Üniversitede ‘Mekke’nin Fethi Fütûhût Şuuru’ adlı konferans düzenlendi.
Prof. Dr. Gökhan Budak Konferans Salonu’ndaki konferansa İlahiyat Fakültesi Dekanı Prof.Dr.Nasrullah Hacımüftüoğlu, İlahiyat Fakültesi öğretim üyeleri ve öğrenciler katıldı.
Mekke’nin Fethi denildiğinde insanın iç dünyasında bir çok şey çağrıştığını dile getiren İlahiyat Fakültesi İlim Kültür ve Sanat Kulübü Danışman Yrd. Doç. Dr. Yusuf Şen, Mekke’nin Fethi’nin insanlı tarihi içerisinde en önemli olaylardan bir tanesi olduğunu ifade etti. Şen, Mekke’nin kan dökülmeden, hiçbir kalbin kırılmadan fethedildiğini, önce gönüllerin fethedildiği ve bunlardan insanların ders çıkarması bu konuda Allah Resulünden örnek alması gerektiğini belirtti.
İlahilerin okunmasından sonra Atatürk Üniversitesi İlahiyat Fakültesi Öğretim Üyesi Prof. Dr. Osman Gürbüz ‘Mekke’nin Fethi Fütûhût Şuuru’ ile ilgili bir konferans verdi.
Müslümanın ya fetih insanı ya da fethin özlemini duyan insan olduğunu belirten Gürbüz, konferansına fetih şiirlerinden örnekler vererek başladı.
Mekke’nin Fethi kutlamalarının yılbaşı kutlamalarına bir direniş, bir alternatif olduğunu vurgulayan Gürbüz, Hz. Peygamberin fetih anlayışını anlattı.
‘Fettah isminin kendisinde tecelli ettiği en müstesna şahsiyet Hz. Muhammed (sav) dir’ diyen Gürbüz, ” Fethin en güzel örneklerin biz onun hayatında buluruz. Bir yandan içe doğru, nefsin kıvrımlarını aşa aşa bir fetih diğer yandan dışa doğru, aile, arkadaş çevresi, cemiyet, toplum, devlet ve dünyaya doğru bir fetih. Mekke’nin fethi, fetihler zincirinin parlak bir halkasını oluşturmuştur. Hz. Peygamber toplumunun gönlünü öylesine fethetmiştir ki en hayati en kritik problemlerinde onu hâkim saymakta dost ve düşman kişilerin hiçbir tereddüdü olmamıştır “diye konuştu.
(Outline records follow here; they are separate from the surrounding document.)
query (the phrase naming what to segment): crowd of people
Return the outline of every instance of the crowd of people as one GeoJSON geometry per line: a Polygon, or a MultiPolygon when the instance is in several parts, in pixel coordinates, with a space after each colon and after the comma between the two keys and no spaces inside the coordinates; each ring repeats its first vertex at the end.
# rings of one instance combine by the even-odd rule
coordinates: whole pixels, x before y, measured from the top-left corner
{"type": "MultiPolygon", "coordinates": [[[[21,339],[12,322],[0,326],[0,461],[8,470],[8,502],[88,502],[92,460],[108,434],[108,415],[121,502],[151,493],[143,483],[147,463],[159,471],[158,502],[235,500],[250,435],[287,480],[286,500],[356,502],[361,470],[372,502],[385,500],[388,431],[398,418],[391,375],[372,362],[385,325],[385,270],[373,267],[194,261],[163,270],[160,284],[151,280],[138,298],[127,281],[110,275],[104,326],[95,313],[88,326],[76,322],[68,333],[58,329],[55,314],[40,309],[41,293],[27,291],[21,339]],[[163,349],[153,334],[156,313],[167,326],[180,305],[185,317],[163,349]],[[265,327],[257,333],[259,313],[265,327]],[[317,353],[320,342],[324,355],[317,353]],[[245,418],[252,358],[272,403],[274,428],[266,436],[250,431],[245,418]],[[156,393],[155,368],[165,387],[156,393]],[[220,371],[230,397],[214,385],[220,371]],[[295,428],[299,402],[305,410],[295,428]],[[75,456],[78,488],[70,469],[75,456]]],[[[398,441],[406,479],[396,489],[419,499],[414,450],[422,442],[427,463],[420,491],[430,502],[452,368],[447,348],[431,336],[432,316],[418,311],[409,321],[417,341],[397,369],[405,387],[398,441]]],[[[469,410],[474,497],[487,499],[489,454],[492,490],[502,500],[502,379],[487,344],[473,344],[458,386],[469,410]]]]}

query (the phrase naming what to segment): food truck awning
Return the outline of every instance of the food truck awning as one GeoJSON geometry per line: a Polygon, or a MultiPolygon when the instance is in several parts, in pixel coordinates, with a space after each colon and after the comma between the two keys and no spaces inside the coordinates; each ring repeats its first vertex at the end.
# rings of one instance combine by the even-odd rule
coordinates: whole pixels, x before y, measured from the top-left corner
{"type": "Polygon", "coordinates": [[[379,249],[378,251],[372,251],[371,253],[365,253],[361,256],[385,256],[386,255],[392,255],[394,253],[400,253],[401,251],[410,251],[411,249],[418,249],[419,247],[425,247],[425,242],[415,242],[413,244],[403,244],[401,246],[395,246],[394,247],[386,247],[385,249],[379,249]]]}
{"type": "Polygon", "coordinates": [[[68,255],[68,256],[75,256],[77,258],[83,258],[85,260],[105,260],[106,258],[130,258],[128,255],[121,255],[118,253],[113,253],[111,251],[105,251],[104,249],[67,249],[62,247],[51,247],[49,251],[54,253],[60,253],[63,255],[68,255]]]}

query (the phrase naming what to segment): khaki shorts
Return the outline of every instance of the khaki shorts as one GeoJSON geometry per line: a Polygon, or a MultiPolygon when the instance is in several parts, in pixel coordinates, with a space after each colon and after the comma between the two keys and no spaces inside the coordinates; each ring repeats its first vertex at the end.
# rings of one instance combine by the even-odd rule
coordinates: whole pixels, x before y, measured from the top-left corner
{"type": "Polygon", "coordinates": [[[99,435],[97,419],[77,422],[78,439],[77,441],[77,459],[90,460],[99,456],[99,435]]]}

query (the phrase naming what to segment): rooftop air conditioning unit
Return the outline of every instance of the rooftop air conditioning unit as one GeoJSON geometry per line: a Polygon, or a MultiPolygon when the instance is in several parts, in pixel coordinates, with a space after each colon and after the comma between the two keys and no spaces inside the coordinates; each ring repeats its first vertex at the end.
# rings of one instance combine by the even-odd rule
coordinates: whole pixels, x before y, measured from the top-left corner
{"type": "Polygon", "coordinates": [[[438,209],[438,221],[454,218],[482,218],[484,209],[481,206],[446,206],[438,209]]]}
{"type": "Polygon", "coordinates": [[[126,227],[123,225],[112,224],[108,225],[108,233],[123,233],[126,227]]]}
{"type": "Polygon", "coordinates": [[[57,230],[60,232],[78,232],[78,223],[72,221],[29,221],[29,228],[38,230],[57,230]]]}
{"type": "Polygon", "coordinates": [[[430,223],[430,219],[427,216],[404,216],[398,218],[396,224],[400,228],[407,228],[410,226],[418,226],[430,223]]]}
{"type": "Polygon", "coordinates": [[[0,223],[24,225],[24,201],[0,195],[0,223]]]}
Müslümanların yeniden bir fetih şuuruna sahip olması gerektiğini kaydede Gürbüz, ” Bize meydan okumalara her alanda cevap vermek zorundayız. Adamlar sanatta varsa sen de onun karşısına mukabil bir sanat anlayışı koyacaksın. Musikide Beethoven’ları varsa sen de çağdaş musikişinasları koyacaksın karşısına. Tıp öyle, astronomi öyle, denizlerin öyle, kutuplar öyle. Her alanda öyle. Var olmak istiyorsak yeni fütuhat şuurumuz olmalı. Eğer var olamıyorsak Mekke’nin Fetih kutlamaları amacına ulaşmayacaktır. Çünkü bu bir kültür, medeniyet meselesidir. Karşısına mukabil kültürü koyamadıktan sonra onun meydan okumalarına cevap veremedikten sonra bu Mekke kutlamaları yapılmakta olan büyük kampüsünüz gibi değil sizin şu anki kampüsünüz kadar iş görür. Mekke kutlamalarını ne zaman arizi olarak değil de hakiki olarak yapacağız? Batı medeniyetinin karşısında hepimiz kendi çabamızla bir gayret ortaya koyarsak, mukabil sanat, mukabil edebiyat, mukabil teknoloji, mukabil bir dünya anlayışı, mukabil bir evren anlayışı ortaya koyarsak. Eğer dini bu manadaki bir fetih anlayışı ile bağdaştıramazsak gerçek Mekke kutlamalarını yapamayız. “dedi.
Konferans sonunda Bayburt İlahiyat Fakültesi Dekanı Prof. Dr. Nasrullah Hacımüftüoğlu tarafından Gürbüz’e bir plaket takdim edildi.